Academic Year/course:
2023/24
636 - Master's in Renewable Energies and Energy Efficiency
66361 - Solar Energy
Syllabus Information
Academic year:
2023/24
Subject:
66361 - Solar Energy
Faculty / School:
110 - Escuela de Ingeniería y Arquitectura
Degree:
636 - Master's in Renewable Energies and Energy Efficiency
ECTS:
6.0
Year:
1
Semester:
First semester
Subject type:
Compulsory
Module:
---
1. General information
The teaching objectives of the subject are:
SOLAR THERMAL
- To identify the characteristics of solar radiation that influence the design of solar installations.
- To know the range of application, the main characteristics, and the advantages and disadvantages of the different solar thermal technologies.
- To understand and critically analyse the criteria for selecting the type and model of thermal collector to be used.
- To know and understand the different concentrating solar thermal systems.
SOLAR PHOTOVOLTAIC
- To perform basic sizing of solar photovoltaic installations, both off-grid and grid-connected.
- To identify and select the equipment that is part of a solar photovoltaic installation using technical criteria.
These approaches and objectives are aligned with the SDGs of the 2030 Agenda, Goals 7, 8, 9, 1, 12 and 13.
2. Learning results
2. Learning results
SOLAR THERMAL
- To identify the characteristics of solar radiation that influence the design of solar installations, evaluating such radiation and its components.
- To understand solar diagrams and their use.
- To evaluate the shading factor that can occur in a grouping of collectors. To characterise shadows and blocking.
- To analyse the characteristics of the solar spectrum and the value of radiation at each instant and location.
- To identify the different forms of energy use of solar thermal energy.
- To know the range of application, the main characteristics, and the advantages and disadvantages of the different solar technologies, clearly distinguishing between systems with or without solar concentration.
- To understand and critically analyse the criteria for selecting the type and model of collector best suited to the climatic conditions, characteristics and peculiarities of a given installation.
- To know the technical and operational aspects of the different concentrating solar thermal systems.
SOLAR PHOTOVOLTAIC
- To know the current state of development of each technology, as well as the main countries and companies in the sector.
- To know the different subsystems of a solar photovoltaic installation, the different types of photovoltaic materials and their electrical behaviour.
- To know the current status of the implementation of photovoltaic electric systems and future prospects, as well as the applicable regulations in the case of Spain.
- To be able to use the tools and techniques necessary for the sizing, commissioning and maintenance of solar photovoltaic installations.
3. Syllabus
SOLAR THERMAL
1.- Solar Energy.
1.1.- Earth-Sun geometry.
1.2.- Solar radiation.
2.- Non-concentrating solar thermal systems.
2.1.- Low temperature solar thermal collectors.
2.2.- Solar towers.
3.- Concentrated solar thermal systems.
3.1.- CCP plants.
3.2.- Fresnel power plants.
3.3.- Solar furnace.
3.4.- Parabolic discs.
3.5.- Tower power plants.
SOLAR PHOTOVOLTAIC
1.- Introduction to photovoltaic energy: present, future, applications.
2.- Fundamentals of photovoltaic conversion.
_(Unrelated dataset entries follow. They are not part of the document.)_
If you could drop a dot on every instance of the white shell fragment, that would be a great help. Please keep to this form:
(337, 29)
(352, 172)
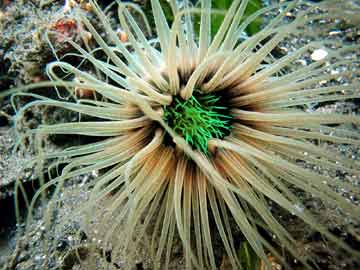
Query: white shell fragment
(319, 54)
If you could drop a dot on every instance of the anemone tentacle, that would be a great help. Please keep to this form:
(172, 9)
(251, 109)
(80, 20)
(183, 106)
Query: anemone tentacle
(205, 131)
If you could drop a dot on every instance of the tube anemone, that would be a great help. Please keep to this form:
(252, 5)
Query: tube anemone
(201, 132)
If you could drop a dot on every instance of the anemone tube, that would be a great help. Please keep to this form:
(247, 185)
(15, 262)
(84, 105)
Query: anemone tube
(161, 173)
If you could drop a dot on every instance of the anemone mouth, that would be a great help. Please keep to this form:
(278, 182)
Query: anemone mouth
(199, 119)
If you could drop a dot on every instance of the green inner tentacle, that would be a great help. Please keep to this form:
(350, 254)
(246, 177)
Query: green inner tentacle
(198, 119)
The solar cell.
3.- The photovoltaic module
4.- The inverter and other BOS subsystems.
5.- Grid-connected photovoltaic systems.
6.- Autonomous photovoltaic systems.
7.- Photovoltaic self-consumption.
8.- Economic and legislative aspects.
4. Academic activities
The learning process is based on the following:
- Theory sessions: basic concepts are explained and related to the technical characteristics of the processes using short exercises, which helps to understand the concepts. In both cases, the methodology is based on master classes.
- Practical sessions: a combination of laboratory experiments, computer sessions and assignments in which more complex practical cases than those presented on the blackboard are studied. A certain amount of computer power is needed to solve these cases.
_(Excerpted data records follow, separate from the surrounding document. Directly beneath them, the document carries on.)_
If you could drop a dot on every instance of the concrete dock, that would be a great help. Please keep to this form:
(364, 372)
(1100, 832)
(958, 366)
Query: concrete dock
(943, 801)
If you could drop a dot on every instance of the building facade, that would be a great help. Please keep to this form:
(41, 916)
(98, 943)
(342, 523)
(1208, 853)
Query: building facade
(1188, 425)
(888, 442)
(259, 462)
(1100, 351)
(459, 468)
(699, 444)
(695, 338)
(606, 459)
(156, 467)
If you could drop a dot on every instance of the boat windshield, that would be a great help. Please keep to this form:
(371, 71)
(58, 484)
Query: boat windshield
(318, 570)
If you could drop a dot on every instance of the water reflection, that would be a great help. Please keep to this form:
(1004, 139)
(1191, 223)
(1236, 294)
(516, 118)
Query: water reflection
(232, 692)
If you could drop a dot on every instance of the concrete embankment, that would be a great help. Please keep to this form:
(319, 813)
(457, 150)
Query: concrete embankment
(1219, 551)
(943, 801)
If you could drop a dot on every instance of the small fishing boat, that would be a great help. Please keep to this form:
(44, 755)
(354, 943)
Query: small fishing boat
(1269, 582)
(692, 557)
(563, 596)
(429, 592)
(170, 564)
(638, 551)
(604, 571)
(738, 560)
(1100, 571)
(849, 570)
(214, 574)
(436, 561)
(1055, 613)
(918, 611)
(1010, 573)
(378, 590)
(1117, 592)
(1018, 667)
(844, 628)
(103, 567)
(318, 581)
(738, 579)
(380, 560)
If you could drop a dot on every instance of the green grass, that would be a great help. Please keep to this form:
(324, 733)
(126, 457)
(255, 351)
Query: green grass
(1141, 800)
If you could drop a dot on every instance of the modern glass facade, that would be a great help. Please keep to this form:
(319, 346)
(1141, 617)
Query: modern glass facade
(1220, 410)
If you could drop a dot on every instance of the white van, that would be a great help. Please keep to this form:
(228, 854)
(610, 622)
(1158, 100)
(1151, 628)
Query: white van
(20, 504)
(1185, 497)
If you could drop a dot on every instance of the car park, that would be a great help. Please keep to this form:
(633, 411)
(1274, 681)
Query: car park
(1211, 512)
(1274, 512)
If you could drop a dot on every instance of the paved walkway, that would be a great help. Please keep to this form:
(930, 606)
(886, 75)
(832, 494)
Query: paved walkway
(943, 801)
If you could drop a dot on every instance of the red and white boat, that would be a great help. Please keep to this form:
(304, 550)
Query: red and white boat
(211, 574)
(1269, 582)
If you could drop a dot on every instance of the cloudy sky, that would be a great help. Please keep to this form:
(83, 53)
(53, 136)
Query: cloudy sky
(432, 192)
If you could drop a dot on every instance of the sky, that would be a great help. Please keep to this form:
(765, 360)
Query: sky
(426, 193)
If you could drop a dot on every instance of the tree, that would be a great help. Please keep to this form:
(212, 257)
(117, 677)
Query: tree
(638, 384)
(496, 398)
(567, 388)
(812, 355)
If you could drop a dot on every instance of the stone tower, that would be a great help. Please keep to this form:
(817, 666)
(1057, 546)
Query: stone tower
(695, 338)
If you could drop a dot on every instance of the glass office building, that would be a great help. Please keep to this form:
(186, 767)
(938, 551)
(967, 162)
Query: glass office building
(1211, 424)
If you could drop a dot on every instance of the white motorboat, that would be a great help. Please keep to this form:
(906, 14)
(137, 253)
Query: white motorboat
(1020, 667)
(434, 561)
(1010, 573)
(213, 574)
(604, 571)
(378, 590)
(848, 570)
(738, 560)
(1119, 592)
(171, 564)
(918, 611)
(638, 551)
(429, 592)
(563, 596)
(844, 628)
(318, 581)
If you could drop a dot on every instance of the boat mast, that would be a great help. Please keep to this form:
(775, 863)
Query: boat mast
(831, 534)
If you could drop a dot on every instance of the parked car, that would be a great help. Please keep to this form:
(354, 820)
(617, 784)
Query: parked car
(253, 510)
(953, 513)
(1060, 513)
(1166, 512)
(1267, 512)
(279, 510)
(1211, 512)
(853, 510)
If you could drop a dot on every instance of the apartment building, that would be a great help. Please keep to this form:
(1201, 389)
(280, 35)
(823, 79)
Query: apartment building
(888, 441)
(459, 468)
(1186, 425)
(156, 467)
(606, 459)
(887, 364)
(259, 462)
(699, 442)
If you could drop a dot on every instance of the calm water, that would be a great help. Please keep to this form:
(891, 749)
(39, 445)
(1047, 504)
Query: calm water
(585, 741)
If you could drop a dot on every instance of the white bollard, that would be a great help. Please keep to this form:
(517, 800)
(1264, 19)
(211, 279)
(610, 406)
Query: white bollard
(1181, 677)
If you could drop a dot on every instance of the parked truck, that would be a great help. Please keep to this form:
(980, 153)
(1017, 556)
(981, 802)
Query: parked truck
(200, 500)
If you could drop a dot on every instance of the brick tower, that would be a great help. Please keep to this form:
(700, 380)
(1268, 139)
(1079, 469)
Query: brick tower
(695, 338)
- Visits to facilities in the area are also possible.
5. Assessment system
For evaluation purposes, the subject is divided into two parts, with the following weights on the final grade:
- Solar thermal: 50%.
- Solar photovoltaic: 50%.
For each of these parts, both the practical activities and the exams will be taken into account.
The final grade will be calculated by weighting the grades obtained in each of the following activities:
- Procedural evaluation (50 %):formative and summative continuous assessment of graded tutored work and practical activities including the of the corresponding script.
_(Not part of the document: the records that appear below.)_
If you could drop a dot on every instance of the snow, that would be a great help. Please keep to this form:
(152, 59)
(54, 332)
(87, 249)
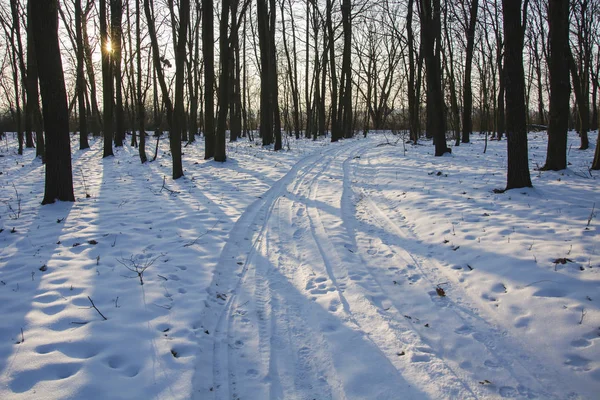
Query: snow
(350, 270)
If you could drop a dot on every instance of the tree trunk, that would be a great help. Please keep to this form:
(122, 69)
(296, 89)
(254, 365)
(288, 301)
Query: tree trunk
(516, 125)
(83, 133)
(346, 100)
(141, 114)
(430, 33)
(107, 81)
(220, 153)
(208, 52)
(178, 121)
(116, 13)
(95, 113)
(558, 124)
(467, 90)
(59, 179)
(33, 114)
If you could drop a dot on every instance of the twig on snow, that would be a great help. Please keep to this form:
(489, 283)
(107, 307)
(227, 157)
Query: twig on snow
(96, 308)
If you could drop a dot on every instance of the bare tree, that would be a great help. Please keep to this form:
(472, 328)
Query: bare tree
(516, 126)
(558, 18)
(59, 178)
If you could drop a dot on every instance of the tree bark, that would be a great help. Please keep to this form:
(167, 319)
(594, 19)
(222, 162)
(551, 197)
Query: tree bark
(516, 126)
(59, 179)
(558, 124)
(107, 82)
(208, 52)
(430, 34)
(467, 90)
(83, 132)
(224, 81)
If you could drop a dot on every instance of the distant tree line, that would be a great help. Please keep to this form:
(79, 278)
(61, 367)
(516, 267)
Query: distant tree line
(306, 68)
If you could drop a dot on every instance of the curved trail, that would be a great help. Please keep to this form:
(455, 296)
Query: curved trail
(318, 296)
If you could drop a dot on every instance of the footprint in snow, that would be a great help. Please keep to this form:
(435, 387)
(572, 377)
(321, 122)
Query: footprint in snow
(491, 364)
(464, 330)
(578, 363)
(508, 392)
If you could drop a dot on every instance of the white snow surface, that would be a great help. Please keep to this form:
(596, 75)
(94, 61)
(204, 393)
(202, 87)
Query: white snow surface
(362, 269)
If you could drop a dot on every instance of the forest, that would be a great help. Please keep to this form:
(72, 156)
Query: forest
(299, 199)
(341, 68)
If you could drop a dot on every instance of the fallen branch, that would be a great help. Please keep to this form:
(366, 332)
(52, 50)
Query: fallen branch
(96, 308)
(173, 192)
(193, 242)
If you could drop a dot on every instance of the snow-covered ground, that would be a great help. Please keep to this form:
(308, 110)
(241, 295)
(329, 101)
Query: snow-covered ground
(352, 270)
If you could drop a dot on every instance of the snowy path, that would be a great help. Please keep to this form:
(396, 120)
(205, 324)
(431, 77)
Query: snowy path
(321, 293)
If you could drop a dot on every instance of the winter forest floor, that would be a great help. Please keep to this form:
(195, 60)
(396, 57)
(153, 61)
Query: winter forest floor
(351, 270)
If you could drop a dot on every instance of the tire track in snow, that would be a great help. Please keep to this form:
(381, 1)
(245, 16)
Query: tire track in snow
(236, 258)
(522, 373)
(338, 251)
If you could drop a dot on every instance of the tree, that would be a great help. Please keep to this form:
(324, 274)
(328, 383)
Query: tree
(59, 178)
(83, 133)
(175, 113)
(431, 37)
(141, 114)
(516, 125)
(467, 90)
(223, 82)
(208, 52)
(270, 125)
(107, 81)
(558, 123)
(116, 13)
(33, 114)
(345, 116)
- Final exam (50 %): summative evaluation to assess the final learning result. A minimum grade of 5 points in the exams is required to pass the subject.
Both in the first and second call, in the event that the student does not opt for the assessment method described above or has not passed the tutored work during the term, they may opt for the global assessment of the subject, for which they must take a written exam (80% of the final grade). If the tasks in the practical sessions have not been completed, the student may request a practical exam (20%).